GasLog Ltd, LNG shipowner and parent of the publicly traded partnership, saw an upgrade from Citi today as dropdowns from the parent look more promising.

Shipping research analyst Chris Wetherbee bumped up production forecasts for global LNG production to 194 million tonnes per annum (mtpa) by 2022, compared to an earlier forecast of 153 mtpa.

Along with increasing cargoes, ship supply appears manageable, with some 119 newbuildings expected to be deliveried. More of those newbuildings are likewise seeing slippage to "be better aligned with the expected liquefaction ramp."

The "LNG carrier (market) is beginning to turn the corner from 2016's trough." Wetherbee said.

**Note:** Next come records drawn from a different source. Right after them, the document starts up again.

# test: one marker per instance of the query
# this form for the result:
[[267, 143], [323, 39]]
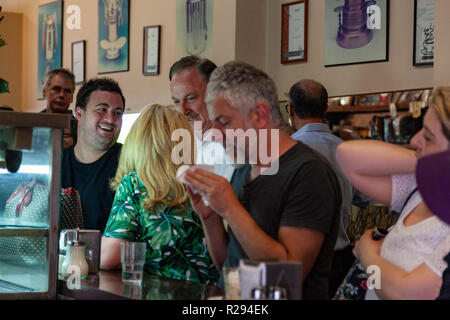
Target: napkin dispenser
[[286, 274], [92, 240]]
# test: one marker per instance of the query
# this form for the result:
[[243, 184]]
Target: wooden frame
[[150, 61], [113, 36], [294, 31], [346, 47], [50, 41], [423, 53], [78, 64]]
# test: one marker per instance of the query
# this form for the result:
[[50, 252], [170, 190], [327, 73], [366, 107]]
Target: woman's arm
[[369, 165], [396, 284]]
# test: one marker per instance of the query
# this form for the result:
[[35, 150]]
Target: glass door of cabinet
[[29, 204]]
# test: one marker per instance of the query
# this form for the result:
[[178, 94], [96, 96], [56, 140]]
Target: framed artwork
[[150, 64], [423, 32], [49, 41], [78, 66], [356, 31], [113, 36], [194, 28], [294, 31]]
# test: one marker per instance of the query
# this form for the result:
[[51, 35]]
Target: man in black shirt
[[288, 207], [92, 162], [58, 92]]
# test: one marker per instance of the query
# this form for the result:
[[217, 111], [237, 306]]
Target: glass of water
[[132, 256]]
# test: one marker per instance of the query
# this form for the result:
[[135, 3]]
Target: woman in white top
[[410, 257]]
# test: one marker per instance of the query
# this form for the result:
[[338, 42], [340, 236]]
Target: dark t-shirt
[[92, 182], [445, 289], [304, 193]]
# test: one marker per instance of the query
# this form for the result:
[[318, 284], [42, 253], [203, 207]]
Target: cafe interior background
[[246, 30]]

At the owner level, Wetherbee upgraded Peter Livanos-led GasLog to 'buy' with a $19 target. Improving fundamentals for LNG rates should create more opportunities to drop down some of the 23 on-the-water ships or five newbuildings to the partnership.

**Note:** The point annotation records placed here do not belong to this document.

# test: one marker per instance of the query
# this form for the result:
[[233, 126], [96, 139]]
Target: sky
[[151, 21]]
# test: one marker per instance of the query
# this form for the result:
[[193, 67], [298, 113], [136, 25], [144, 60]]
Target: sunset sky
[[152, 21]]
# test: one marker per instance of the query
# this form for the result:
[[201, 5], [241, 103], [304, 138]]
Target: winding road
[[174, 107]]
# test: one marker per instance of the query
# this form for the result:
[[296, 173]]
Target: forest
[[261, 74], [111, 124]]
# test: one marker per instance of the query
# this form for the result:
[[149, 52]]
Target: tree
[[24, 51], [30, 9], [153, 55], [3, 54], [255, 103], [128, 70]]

With investor appetite for marine partnerships returning, GasLog Partners may be able to raise new capital for those dropdowns. In turn, GasLog will be able to reduce its $2.6bn in debt and enjoy higher distributions from the partnership.

"The equity markets have reopened for GasLog's (partnership), allowing for dropdowns from GasLog to the (partnership) to resume," Wetherbee said. "with associated distribution increases and equity releases up from the partnership to GasLog Ltd."